A new study published in the journal Pediatrics shows that increasing governmental spending on non-health care services, including education, can decrease the infant mortality rate. Improving education had the most significant effect on infants born to mothers under the age of 20. This is important because the United States has the highest infant mortality rate among its peer nations.

Infant mortality disproportionately affects non-Hispanic Black babies, who die at twice the rate of non-Hispanic white babies. While factors like premature birth, genetic defects and maternal health all have a strong negative effect on infant mortality, the mother’s health and environment also contribute to infant mortality.

But these aren’t the only causes of infant mortality. Social factors, like income, educational attainment, employment, maternal stress and even the mother’s neighborhood play a role in infant mortality.

Currently, 16% of Washtenaw County’s residents live in poverty.

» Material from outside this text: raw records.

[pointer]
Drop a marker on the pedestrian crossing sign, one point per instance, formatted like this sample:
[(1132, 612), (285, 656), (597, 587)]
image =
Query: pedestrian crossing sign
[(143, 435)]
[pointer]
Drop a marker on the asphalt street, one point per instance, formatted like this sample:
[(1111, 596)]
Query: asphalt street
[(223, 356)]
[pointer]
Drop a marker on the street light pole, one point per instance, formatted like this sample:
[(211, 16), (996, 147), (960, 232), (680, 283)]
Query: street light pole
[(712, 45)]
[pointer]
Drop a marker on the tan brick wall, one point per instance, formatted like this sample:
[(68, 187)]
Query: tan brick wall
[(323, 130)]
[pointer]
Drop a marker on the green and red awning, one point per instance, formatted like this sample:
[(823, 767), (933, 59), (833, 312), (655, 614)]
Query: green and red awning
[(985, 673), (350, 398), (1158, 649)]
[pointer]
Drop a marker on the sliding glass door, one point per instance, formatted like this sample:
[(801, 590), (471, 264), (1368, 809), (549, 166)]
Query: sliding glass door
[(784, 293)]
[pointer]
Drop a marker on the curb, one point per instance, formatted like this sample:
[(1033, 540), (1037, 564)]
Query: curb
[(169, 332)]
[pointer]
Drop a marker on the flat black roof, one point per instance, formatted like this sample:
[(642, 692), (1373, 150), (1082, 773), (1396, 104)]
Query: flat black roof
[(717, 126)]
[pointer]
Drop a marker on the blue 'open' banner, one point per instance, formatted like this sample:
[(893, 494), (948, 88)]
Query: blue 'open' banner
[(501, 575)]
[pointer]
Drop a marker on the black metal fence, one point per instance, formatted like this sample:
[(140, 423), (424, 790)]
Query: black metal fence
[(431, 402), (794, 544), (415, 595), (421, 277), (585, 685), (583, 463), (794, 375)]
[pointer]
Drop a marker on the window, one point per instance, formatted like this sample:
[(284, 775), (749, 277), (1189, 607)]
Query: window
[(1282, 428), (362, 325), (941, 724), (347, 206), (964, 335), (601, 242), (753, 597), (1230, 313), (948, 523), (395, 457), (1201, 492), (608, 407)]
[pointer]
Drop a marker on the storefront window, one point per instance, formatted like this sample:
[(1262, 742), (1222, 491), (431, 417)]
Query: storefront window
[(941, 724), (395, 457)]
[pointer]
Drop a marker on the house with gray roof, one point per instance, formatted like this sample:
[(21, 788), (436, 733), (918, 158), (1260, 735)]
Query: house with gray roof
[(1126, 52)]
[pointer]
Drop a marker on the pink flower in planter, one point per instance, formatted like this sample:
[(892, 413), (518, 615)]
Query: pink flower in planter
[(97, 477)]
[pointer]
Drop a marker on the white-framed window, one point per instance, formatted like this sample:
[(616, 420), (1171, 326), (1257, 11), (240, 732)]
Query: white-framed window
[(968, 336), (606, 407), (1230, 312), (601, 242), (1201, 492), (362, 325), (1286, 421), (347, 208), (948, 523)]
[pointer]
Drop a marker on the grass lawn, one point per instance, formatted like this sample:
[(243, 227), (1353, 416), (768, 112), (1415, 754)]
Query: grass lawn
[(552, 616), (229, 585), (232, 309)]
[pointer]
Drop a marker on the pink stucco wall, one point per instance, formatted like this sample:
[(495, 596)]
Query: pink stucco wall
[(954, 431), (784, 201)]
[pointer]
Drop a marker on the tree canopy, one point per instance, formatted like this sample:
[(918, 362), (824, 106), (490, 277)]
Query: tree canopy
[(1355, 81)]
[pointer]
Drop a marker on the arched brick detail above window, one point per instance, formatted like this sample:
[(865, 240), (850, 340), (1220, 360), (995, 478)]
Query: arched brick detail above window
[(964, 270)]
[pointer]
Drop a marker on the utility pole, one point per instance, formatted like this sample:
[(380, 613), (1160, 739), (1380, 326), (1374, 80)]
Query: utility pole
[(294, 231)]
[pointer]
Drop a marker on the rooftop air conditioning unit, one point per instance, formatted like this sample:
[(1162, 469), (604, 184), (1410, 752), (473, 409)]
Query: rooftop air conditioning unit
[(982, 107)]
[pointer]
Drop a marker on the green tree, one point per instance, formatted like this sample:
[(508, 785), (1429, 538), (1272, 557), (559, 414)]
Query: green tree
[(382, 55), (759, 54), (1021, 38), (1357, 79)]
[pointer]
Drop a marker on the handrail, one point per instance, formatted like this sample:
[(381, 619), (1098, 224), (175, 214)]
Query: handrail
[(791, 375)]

That poverty plays a role in the infant mortality rate here. In Washtenaw County, black infants are 4 times more likely to die before their first birthday than white infants are. Low birth weight and having a teenage mother are two important contributing factors to infant mortality in Washtenaw County.

While many of the most important risk factors cannot be addressed easily, improving education is one that can. Washtenaw Community College has a role to play in the lives of young women. An education can lift a woman (and her children) out of poverty; it can also prevent them from slipping out of the middle class and into poverty.

Improving education isn’t optional

So, when the Trustees of Washtenaw Community College vote to divert operating funds away from education in order to build a building the College doesn’t need, it’s distressing. When they spend $225,000 to create a Master Plan that includes the construction of a hotel and convention center as a high priority, it limits the community’s ability to improve education. ($225,000, by the way, is enough money to pay for three dozen 60-credit Associate degrees.)

A few days ago, I asked whose futures were being traded by these plans. These people – young mothers and their children – are paying for WCC’s new hotel and convention center. But they’re not paying in cash, or as part of their property tax assessment. Instead, they pay their portion of WCC’s “hotel bill” by giving up their opportunity to escape poverty. Worse, their babies may be among those Washtenaw County infants who never make it to their first birthday.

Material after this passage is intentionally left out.